The recent outcome of the SEC v Binance case, where Judge Amy Berman Jackson rejected the SEC’s claims on Binance’s BNB token, could have a significant impact on the regulation of XRP and the broader cryptocurrency market. This highlights the importance of court decisions in shaping future SEC rulings, as demonstrated by John E. Deaton’s involvement with 75,000 XRP holders.
Amidst the ongoing developments in the SEC vs Ripple case, XRP has shown some positive movement, gaining 1.67% in the last 24 hours and surpassing $0.48 at the time of writing. This recovery has allowed XRP to overcome its losses from last week and may potentially lead to a challenge of the $0.50 mark, according to CNF.
While the SEC v Ripple case is still pending, the outcome of the SEC v Binance case could have broader implications for the crypto market, including XRP. Judge Amy Berman Jackson recently rejected the SEC’s claim that secondary market transactions of Binance’s BNB token should be classified as securities under the Howey test.

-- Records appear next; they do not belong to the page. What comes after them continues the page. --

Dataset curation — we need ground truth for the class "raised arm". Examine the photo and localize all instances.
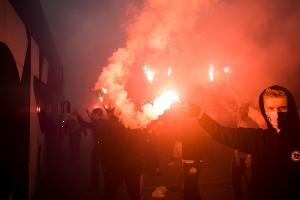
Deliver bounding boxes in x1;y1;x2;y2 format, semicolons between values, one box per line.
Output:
189;105;265;154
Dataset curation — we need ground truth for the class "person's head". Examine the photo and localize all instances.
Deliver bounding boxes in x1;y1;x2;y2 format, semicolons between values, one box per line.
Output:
260;85;299;133
238;103;249;119
91;108;103;120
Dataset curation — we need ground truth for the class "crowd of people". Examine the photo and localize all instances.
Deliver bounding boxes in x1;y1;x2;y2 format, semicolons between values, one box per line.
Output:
52;86;300;200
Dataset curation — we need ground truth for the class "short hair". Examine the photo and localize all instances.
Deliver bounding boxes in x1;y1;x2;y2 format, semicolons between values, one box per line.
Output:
263;88;287;97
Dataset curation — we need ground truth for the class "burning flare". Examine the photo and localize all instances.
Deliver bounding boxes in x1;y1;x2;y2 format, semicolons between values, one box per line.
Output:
208;65;215;82
144;65;154;83
142;90;179;120
168;67;172;76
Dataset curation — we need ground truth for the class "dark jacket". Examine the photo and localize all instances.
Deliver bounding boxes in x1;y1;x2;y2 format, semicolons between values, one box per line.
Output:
199;86;300;200
103;116;143;168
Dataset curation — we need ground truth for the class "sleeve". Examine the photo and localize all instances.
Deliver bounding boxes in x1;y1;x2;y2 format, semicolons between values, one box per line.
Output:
199;113;264;154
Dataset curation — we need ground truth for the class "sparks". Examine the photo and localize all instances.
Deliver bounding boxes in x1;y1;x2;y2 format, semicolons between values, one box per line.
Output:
144;65;154;83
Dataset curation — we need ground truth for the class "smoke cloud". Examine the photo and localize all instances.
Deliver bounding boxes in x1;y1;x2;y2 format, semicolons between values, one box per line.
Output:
94;0;300;128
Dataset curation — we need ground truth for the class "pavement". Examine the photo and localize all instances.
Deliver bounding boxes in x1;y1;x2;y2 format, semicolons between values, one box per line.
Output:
36;132;234;200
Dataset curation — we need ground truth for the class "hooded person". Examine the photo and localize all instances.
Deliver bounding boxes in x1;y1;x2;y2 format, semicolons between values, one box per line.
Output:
189;85;300;200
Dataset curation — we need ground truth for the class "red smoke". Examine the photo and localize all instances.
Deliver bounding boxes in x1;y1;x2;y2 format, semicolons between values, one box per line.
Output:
95;0;300;128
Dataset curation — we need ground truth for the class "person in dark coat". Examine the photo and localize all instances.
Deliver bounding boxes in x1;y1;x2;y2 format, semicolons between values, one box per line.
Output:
103;110;144;200
188;85;300;200
231;103;259;200
77;108;107;190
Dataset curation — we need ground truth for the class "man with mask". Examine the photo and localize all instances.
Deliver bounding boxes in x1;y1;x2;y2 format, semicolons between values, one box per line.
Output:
188;85;300;200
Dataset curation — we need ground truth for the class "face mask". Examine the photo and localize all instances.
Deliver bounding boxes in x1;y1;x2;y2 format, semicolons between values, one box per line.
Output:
266;111;288;132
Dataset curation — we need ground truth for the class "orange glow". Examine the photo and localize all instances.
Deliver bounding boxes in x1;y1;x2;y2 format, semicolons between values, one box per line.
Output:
208;65;215;82
144;65;154;83
224;66;231;74
168;67;172;76
102;88;107;94
36;106;41;113
143;90;179;120
153;90;179;115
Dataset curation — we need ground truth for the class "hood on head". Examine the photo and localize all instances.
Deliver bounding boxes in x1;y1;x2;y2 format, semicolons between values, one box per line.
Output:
259;85;299;129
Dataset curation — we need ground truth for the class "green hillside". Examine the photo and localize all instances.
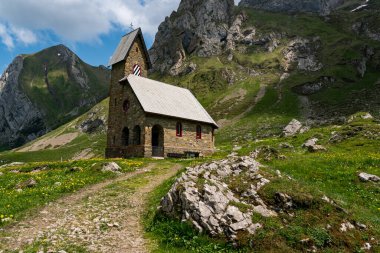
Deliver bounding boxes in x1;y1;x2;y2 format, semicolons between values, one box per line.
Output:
19;45;109;129
0;99;108;163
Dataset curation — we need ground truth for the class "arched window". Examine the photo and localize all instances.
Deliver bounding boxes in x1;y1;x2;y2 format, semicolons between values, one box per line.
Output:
133;126;141;145
121;127;129;146
176;122;182;137
196;125;202;140
123;99;129;113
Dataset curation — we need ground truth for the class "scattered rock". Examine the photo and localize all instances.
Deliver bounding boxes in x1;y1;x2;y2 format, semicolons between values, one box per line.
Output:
360;242;372;250
283;37;323;72
16;178;37;189
232;145;242;151
355;222;367;230
302;138;326;152
69;167;82;172
54;182;62;187
79;118;105;134
239;0;343;15
347;112;373;123
339;221;355;232
359;172;380;182
275;192;294;211
278;142;294;149
282;119;302;137
0;162;25;168
292;76;335;96
161;155;268;241
102;162;121;172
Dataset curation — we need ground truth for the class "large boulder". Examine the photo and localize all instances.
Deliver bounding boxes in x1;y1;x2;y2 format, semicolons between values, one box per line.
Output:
282;119;302;137
161;156;277;241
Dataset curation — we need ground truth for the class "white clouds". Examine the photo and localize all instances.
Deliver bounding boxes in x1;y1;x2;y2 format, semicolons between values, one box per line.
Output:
11;26;37;45
0;0;180;48
0;0;240;48
0;24;14;49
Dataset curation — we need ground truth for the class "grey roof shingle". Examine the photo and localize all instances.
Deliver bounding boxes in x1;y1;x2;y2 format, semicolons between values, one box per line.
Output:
108;28;151;66
124;75;218;128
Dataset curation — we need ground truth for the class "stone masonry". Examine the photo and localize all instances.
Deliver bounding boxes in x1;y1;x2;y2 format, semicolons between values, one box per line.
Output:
106;28;215;157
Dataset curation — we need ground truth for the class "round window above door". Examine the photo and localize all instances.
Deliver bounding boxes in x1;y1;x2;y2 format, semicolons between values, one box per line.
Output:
133;64;141;76
123;99;129;113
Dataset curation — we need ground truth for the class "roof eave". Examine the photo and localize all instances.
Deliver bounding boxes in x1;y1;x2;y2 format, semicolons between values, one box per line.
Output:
144;109;219;129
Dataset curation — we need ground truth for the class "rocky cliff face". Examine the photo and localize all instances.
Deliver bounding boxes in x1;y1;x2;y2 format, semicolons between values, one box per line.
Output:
149;0;234;75
239;0;345;15
0;56;46;147
0;45;109;148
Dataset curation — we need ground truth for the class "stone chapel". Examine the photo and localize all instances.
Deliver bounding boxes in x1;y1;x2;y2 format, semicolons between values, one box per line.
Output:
106;28;218;158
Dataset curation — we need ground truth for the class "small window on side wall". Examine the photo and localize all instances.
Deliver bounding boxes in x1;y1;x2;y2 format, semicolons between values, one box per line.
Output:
123;99;129;113
197;125;202;140
176;122;182;137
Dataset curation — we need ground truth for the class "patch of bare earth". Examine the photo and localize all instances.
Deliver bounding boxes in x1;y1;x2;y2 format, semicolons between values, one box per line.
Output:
17;133;79;152
217;84;266;128
0;166;180;253
72;148;95;160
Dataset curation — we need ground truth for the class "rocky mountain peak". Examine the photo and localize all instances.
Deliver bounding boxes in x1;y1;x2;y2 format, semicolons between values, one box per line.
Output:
239;0;347;15
149;0;234;75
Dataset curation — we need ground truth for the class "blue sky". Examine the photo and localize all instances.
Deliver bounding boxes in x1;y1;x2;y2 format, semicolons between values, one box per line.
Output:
0;0;239;73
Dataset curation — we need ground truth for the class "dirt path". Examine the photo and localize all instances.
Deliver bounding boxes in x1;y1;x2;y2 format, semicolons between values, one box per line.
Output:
0;165;180;253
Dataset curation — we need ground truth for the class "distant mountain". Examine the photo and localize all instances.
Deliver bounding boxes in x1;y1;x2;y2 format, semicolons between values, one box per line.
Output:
239;0;346;15
0;45;110;149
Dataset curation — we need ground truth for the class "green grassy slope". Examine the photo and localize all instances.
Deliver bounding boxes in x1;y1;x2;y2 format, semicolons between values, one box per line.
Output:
19;45;109;135
152;6;380;144
0;99;109;163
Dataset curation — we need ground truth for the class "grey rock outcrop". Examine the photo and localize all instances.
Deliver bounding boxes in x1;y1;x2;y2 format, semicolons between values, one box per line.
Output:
149;0;234;75
302;138;326;152
102;162;121;172
292;76;336;96
0;56;46;147
239;0;344;15
352;20;380;41
161;155;277;241
283;37;323;72
359;172;380;182
282;119;302;137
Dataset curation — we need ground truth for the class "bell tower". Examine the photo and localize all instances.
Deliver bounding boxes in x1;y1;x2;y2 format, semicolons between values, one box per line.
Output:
106;28;152;157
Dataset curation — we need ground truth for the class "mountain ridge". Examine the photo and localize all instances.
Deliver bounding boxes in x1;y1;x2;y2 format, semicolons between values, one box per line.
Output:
0;44;109;148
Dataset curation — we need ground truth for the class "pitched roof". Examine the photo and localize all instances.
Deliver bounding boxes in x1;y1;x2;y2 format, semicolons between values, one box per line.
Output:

This ruling was welcomed by pro-XRP lawyer John E. Deaton, who stated that the judge not only cited his Amicus Brief but also recognized the thousands of affidavits submitted by XRP holders, ultimately ruling that “XRP itself is not a security.”

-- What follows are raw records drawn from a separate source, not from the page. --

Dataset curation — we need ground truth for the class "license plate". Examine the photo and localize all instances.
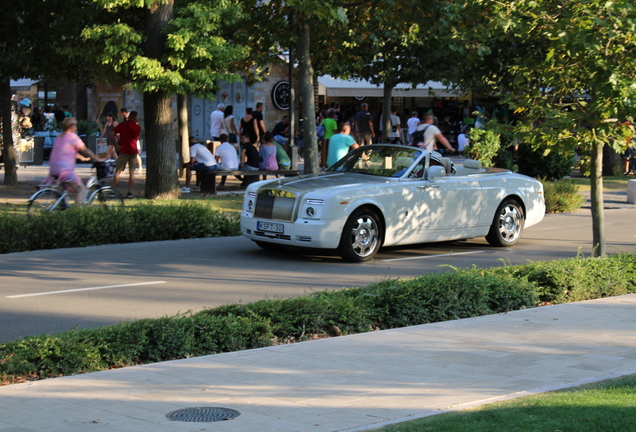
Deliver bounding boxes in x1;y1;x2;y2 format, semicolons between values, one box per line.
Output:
256;221;285;234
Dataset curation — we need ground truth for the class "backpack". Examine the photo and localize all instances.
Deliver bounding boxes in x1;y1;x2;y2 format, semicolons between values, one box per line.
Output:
316;123;325;139
265;154;278;171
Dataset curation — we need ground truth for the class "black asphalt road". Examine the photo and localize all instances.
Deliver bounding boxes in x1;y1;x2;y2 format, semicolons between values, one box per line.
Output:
0;209;636;342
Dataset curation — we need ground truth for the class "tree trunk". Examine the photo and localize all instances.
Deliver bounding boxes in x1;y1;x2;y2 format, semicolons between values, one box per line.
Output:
143;0;180;198
590;141;606;257
298;18;318;174
177;95;190;178
603;145;625;177
380;79;393;143
144;92;180;199
0;77;18;186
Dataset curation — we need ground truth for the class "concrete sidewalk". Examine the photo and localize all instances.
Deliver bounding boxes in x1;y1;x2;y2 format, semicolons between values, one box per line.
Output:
0;295;636;432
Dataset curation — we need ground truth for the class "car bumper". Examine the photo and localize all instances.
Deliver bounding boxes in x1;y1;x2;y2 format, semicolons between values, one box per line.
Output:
241;211;345;249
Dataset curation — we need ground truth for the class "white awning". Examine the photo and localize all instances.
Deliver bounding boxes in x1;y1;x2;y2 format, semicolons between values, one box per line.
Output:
318;75;466;98
11;78;41;91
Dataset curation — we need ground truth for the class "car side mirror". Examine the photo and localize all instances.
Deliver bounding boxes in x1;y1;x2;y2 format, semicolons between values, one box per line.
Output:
428;165;446;181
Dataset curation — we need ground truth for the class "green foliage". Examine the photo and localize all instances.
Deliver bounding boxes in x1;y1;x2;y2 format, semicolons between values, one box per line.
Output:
539;178;585;213
471;253;636;304
0;314;272;379
464;128;501;167
0;203;240;253
367;272;536;328
0;253;636;382
517;143;574;180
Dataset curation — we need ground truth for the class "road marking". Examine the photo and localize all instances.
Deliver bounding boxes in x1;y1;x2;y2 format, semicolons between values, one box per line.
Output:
382;251;486;261
6;281;166;298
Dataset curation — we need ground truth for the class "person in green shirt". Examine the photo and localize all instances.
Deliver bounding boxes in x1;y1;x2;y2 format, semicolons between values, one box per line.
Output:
274;141;291;169
320;109;338;168
327;123;359;166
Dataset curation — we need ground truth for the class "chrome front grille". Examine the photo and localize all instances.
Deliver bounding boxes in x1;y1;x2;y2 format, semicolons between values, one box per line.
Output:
254;189;296;222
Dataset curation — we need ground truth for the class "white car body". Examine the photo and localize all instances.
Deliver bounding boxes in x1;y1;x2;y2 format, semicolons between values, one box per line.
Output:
241;144;545;261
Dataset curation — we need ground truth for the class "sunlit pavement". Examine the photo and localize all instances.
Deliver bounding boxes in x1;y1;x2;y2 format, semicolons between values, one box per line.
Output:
0;295;636;432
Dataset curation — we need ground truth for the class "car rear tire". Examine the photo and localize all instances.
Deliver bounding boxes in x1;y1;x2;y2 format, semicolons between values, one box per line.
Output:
486;198;525;247
338;208;382;262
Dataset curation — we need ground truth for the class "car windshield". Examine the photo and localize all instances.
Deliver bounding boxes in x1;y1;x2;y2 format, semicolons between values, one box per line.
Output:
327;145;422;177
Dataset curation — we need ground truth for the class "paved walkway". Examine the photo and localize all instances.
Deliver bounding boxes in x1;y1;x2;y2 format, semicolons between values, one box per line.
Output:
0;295;636;432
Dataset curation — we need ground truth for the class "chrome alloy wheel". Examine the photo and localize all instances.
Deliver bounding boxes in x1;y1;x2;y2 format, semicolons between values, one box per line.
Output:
351;215;378;258
499;204;523;242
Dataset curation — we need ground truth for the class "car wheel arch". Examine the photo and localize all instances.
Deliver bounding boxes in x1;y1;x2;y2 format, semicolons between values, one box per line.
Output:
500;194;528;215
343;203;386;246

John E. Deaton, representing 75,000 XRP holders who were part of the Programmatic Sales of XRP ruling, has filed an Amicus Brief. It is worth noting that the court decision in the SEC v Binance case could also have implications for the SEC v Coinbase case, according to Crypto News Flash.

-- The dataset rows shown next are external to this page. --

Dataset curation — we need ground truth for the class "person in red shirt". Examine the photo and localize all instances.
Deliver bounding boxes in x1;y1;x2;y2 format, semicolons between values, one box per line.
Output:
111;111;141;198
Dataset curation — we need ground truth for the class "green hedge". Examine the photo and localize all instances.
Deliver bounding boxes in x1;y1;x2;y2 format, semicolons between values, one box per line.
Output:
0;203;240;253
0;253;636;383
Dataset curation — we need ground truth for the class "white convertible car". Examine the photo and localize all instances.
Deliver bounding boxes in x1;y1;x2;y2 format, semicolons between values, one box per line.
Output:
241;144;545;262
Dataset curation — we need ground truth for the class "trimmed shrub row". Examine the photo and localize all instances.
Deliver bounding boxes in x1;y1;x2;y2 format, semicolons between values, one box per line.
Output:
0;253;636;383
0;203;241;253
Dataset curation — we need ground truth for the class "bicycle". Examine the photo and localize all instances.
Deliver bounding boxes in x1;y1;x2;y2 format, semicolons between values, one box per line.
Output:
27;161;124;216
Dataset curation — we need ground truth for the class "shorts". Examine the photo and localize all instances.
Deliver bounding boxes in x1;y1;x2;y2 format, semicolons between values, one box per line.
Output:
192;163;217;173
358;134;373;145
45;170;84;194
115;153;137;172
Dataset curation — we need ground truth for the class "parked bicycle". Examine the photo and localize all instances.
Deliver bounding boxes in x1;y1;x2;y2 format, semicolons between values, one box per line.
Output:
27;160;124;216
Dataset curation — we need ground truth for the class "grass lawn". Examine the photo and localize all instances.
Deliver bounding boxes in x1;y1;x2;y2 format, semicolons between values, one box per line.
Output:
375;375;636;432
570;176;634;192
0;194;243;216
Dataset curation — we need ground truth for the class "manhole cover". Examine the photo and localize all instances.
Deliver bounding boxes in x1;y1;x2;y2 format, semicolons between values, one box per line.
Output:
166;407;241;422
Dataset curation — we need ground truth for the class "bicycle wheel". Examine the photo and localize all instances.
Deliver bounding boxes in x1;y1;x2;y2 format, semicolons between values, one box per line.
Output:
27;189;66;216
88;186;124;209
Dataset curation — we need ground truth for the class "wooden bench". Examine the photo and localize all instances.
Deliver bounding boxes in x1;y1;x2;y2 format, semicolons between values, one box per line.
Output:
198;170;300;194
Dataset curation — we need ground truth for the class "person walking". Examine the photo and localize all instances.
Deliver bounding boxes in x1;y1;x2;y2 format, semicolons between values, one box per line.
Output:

The increased involvement of the Commodity Futures Trading Commission (CFTC) could benefit XRP and the broader crypto market in several ways. Firstly, it could help clarify the status of cryptocurrencies as securities, potentially opening the door for XRP-spot ETFs and a wider crypto-spot ETF market. Secondly, greater CFTC involvement could support the passage of the Lummis and Gillibrand Responsible Financial Innovation Act, granting the CFTC more authority over the U.S. digital asset space and promoting innovation while protecting consumers. Lastly, it could reduce regulatory burdens by decreasing the likelihood of the Digital Asset Anti-Money Laundering Act becoming law, which proposes stringent AML and CFT frameworks for digital assets under the SEC’s jurisdiction.
In summary, court rulings that cryptocurrencies are not securities could strengthen the role of the CFTC and create a more innovation-friendly environment. This could potentially lead to the approval of spot XRP ETFs and reduce regulatory challenges, as reported by Crypto News Flash.
In terms of XRP price action, it remains below the 50-day and 200-day EMAs, indicating bearish trends. However, a move above these trend lines could allow bulls to target the 50-day EMA, with a further move towards the 200-day EMA and the $0.55 mark.
Investors should closely follow updates related to SEC vs. crypto cases and the SEC’s response to the Binance ruling. If XRP falls below the $0.4650 level, it could pave the way for further declines towards the $0.45 mark.